Zeilensprung, 1 Kanal Videoinstallation, 2001, 15 min. (Loop)
In den Abend- und Nachstunden wird "Das Große Fenster" des ARD-Hauptstadtstudios in der Berliner Wilhelmstraße zu einem großen Fernsehbildschirm: Dem laufenden Fernsehprogramm wird alle 48 Sekunden ein Bild entnommen und durch eine Rückprojektion auf der großen Glasfläche wieder- gegeben.
Das menschliche Auge nimmt das Fernsehbild, das sich aus zwei Halbbildern zusammensetzt, wegen der hohen Geschwindigkeit der Übertragung als ein Bild wahr. Das erste Halbbild besteht aus den ungeraden Zeilen und das zweite Halbbild aus den geraden.

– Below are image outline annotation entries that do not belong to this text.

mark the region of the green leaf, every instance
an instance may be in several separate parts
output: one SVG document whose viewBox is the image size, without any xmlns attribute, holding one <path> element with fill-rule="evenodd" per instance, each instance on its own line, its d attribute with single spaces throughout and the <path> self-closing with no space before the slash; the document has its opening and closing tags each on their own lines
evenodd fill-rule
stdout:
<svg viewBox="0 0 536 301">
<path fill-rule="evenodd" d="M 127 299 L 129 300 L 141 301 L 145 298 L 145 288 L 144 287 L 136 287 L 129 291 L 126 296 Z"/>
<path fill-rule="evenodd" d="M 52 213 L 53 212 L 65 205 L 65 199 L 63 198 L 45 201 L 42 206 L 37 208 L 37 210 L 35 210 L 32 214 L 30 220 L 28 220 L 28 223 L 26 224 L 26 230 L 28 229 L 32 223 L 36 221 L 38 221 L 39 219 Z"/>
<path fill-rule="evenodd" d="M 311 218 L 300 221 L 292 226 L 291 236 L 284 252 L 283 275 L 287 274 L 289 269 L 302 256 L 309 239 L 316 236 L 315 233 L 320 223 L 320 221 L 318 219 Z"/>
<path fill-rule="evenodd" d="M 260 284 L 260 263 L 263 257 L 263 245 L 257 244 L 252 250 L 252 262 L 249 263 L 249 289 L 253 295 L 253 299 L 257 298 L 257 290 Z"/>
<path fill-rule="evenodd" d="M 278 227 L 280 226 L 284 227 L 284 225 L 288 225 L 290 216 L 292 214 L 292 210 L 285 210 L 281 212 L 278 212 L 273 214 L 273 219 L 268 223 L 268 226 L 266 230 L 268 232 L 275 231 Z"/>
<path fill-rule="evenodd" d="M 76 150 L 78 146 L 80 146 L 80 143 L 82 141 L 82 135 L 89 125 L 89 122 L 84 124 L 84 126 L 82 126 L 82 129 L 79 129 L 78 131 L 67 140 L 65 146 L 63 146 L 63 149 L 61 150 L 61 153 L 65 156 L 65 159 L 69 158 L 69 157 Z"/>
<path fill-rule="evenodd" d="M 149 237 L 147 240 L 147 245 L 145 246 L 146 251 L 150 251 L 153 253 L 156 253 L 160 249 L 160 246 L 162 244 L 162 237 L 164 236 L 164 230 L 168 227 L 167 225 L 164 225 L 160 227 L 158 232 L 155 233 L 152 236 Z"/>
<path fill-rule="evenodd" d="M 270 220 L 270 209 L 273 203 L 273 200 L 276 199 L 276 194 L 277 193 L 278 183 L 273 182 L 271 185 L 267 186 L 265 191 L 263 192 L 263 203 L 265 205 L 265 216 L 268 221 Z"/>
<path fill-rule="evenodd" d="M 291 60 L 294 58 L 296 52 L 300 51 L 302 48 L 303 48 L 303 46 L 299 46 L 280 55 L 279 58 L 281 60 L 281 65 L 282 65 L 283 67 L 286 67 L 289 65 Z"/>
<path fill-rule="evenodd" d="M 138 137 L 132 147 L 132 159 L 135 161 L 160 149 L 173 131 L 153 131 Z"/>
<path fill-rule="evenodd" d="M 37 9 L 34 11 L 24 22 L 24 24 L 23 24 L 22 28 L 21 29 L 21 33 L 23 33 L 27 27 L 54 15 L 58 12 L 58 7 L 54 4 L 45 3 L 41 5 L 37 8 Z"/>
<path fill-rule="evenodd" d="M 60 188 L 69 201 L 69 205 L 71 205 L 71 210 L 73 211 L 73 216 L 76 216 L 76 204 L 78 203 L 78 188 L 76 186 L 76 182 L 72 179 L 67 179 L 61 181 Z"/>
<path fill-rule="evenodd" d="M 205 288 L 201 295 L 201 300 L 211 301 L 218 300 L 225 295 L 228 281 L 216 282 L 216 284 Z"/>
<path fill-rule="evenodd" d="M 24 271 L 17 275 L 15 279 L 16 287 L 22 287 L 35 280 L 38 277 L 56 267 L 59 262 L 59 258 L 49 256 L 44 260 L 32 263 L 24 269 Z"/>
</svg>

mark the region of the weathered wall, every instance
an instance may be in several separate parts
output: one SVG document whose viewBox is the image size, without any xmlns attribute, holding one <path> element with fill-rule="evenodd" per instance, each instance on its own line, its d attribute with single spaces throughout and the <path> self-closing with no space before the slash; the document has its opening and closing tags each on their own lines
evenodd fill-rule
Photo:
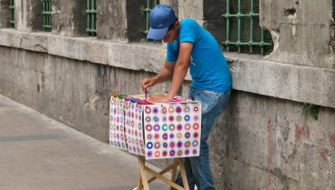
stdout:
<svg viewBox="0 0 335 190">
<path fill-rule="evenodd" d="M 15 28 L 20 31 L 43 31 L 41 1 L 15 1 Z"/>
<path fill-rule="evenodd" d="M 86 36 L 87 15 L 86 0 L 68 3 L 66 0 L 52 1 L 53 34 L 66 36 Z"/>
<path fill-rule="evenodd" d="M 96 0 L 96 37 L 127 41 L 127 1 Z"/>
<path fill-rule="evenodd" d="M 142 39 L 141 33 L 128 25 L 143 22 L 129 13 L 137 6 L 127 4 L 130 1 L 97 1 L 96 38 L 69 37 L 76 35 L 70 29 L 74 21 L 71 11 L 81 8 L 66 7 L 62 0 L 54 2 L 53 15 L 58 17 L 52 33 L 30 32 L 34 27 L 28 7 L 40 2 L 35 5 L 29 2 L 16 5 L 21 7 L 15 9 L 21 15 L 18 30 L 0 29 L 0 93 L 107 142 L 110 94 L 142 94 L 141 80 L 163 66 L 164 45 L 128 43 Z M 203 9 L 210 8 L 202 0 L 191 5 L 175 0 L 161 3 L 178 7 L 176 12 L 180 19 L 193 17 L 200 24 L 213 24 L 202 18 Z M 216 186 L 334 189 L 335 70 L 330 61 L 331 52 L 326 48 L 332 45 L 330 22 L 326 21 L 331 14 L 317 19 L 306 12 L 319 16 L 320 8 L 324 9 L 322 13 L 331 13 L 331 5 L 329 0 L 318 4 L 311 0 L 261 0 L 260 5 L 262 25 L 273 29 L 278 48 L 268 57 L 272 61 L 224 53 L 234 90 L 209 138 Z M 294 15 L 292 7 L 296 18 L 290 16 Z M 214 16 L 210 10 L 207 14 Z M 3 13 L 0 9 L 0 15 Z M 32 21 L 38 21 L 36 19 Z M 216 25 L 218 22 L 211 25 L 213 31 Z M 293 25 L 297 29 L 294 36 Z M 182 85 L 183 96 L 187 96 L 189 84 L 188 75 Z M 168 87 L 169 83 L 162 84 L 150 92 L 168 93 Z M 321 105 L 318 121 L 301 110 L 302 102 Z M 164 165 L 168 162 L 155 163 Z"/>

Wenn der Kathoden- strahl das Ende einer Zeile erreicht hat und zum Anfang der folgenden wechselt, wird dieser Vorgang als Zeilensprung bezeichnet. Bei der Installation durchläuft ein simulierter Kathodenstrahl das Bild und vollzieht den Zeilensprung nach. Das Verfahren wurde um den Faktor sechs vergröbert, um eine klare Darstellung zu gewähren.
Auf diese Weise baut sich alle 48 Sekunden ein neues Bild auf, das sich mit den vorausgegangenen Bildern vermischt und sie überlagert.
Die Arbeit bezieht sich direkt auf die Rolle, die Medien in unserer Wahrnehmung und Gesellschaft spielen. In der Verlangsamung des technischen Aufbaus des Fernsehbildes untersucht die Künstlerin die Konstruktion des Sehens und Erinnerns. Der Zuschauer sieht nie nur ein Bild, sondern immer Überlagerungen alter und neuer Teile.
Daraus bildet sich erst in der Synthese eine Wahrnehmung des Ganzen. Im Bezug auf das Fernsehen mit seinem Anspruch auf authentische und wahrheitsgetreue Abbildung der Welt entwickelt das Konzept seine besondere Relevanz.